Less commonly, conditions like an overactive pancreas, certain hormonal deficiencies, or liver and kidney disease can cause recurring lows. If you don’t have diabetes and you’re regularly seeing readings near or below 60, that pattern is worth investigating, because it can point to an underlying condition your body isn’t compensating for on its own.
How to Correct a Reading of 60
The standard approach is called the 15-15 rule: eat or drink 15 grams of fast-acting carbohydrates, then wait 15 minutes and recheck. If your blood sugar is still below 70, repeat the process. Good options for those 15 grams include four glucose tablets, four ounces of juice or regular soda, or a tablespoon of honey or sugar.
Avoid the temptation to overcorrect by eating everything in the fridge. The shaky, anxious feeling of a low makes you want to keep eating, but consuming too many carbohydrates can send your blood sugar rocketing in the other direction. Stick to 15 grams, wait, and recheck. Once your level is back above 70, follow up with a small snack that includes some protein or fat to keep it stable.
Lows During Sleep Are Easy to Miss
A blood sugar of 60 during the day is uncomfortable but hard to ignore. At night, it’s a different story. Studies suggest that nearly half of all low blood sugar episodes happen during sleep, and more than half of severe episodes occur overnight. The signs are easy to sleep through: restless tossing, night sweats, clammy skin, nightmares, and changes in breathing pattern.
If you wake up with a headache, damp sheets, or a feeling of exhaustion despite a full night’s rest, a nocturnal low may be the reason. People who share a bed sometimes notice the shaking or sweating before the person experiencing the low does. For anyone on insulin or medications that can cause lows, a continuous glucose monitor with low-glucose alerts can catch these overnight drops before they become dangerous.
When Your Body Stops Warning You
One of the more concerning risks of frequent lows around 60 mg/dL is that your body can gradually stop sending warning signals. This is called hypoglycemia unawareness, and it happens because repeated episodes essentially recalibrate the brain’s alarm system. Your body adapts to running on less glucose by shifting to alternative fuel sources like lactate and ketones, and the stress-hormone response that normally produces shaking and sweating gets blunted.

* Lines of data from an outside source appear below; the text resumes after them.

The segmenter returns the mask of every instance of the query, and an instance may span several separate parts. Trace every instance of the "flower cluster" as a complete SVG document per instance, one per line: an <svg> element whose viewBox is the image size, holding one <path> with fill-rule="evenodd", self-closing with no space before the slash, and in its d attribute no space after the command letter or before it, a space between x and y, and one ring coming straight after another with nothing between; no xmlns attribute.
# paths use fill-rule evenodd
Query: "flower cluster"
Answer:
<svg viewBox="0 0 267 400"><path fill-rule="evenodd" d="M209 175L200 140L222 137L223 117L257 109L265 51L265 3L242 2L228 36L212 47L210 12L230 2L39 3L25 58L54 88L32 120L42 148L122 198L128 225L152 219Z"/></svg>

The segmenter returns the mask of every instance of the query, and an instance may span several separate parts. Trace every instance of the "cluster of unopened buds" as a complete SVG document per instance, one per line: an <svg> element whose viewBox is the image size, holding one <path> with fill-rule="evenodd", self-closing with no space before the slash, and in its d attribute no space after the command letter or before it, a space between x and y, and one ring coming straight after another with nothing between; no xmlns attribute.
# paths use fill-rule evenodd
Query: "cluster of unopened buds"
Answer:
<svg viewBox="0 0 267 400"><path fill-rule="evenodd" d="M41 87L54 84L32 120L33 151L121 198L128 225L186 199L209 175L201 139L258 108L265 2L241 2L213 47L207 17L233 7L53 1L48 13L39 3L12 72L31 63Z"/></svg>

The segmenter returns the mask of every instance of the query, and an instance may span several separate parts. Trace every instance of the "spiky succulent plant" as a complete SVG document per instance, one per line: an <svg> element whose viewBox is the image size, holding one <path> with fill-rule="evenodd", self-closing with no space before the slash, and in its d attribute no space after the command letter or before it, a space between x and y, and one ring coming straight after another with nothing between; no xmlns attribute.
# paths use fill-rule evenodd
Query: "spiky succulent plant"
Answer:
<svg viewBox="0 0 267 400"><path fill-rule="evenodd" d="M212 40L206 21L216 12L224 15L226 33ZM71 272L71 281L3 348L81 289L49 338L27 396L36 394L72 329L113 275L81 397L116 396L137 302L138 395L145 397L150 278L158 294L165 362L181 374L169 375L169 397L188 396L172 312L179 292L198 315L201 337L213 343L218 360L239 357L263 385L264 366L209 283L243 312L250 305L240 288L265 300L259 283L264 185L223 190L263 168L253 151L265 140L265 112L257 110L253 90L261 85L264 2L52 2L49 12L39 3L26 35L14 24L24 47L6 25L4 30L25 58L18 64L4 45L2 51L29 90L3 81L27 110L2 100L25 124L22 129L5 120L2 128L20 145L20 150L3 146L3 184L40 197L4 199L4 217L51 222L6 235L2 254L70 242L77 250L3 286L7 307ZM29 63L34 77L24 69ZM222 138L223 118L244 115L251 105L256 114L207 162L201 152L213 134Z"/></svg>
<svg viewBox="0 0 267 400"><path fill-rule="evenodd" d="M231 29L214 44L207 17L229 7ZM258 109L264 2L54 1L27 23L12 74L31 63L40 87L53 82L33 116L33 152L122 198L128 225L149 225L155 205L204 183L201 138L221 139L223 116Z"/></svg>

Research published in the Journal of Clinical Investigation found that people with type 1 diabetes who had developed this unawareness showed virtually no change in brain activity when their blood sugar was brought down to around 60 mg/dL. Their brains had adapted so thoroughly that a level most people would clearly feel produced no detectable response. This is dangerous because without warning symptoms, blood sugar can slide from 60 into the 40s or 30s before the person realizes anything is wrong, increasing the risk of seizures or loss of consciousness.
If you’ve noticed that lows don’t feel as intense as they used to, or that you’re catching low readings on your meter without having felt any symptoms, that shift in awareness is something to take seriously. Avoiding lows for several weeks can help reset the body’s alarm threshold, but it requires careful adjustment of medication timing and doses.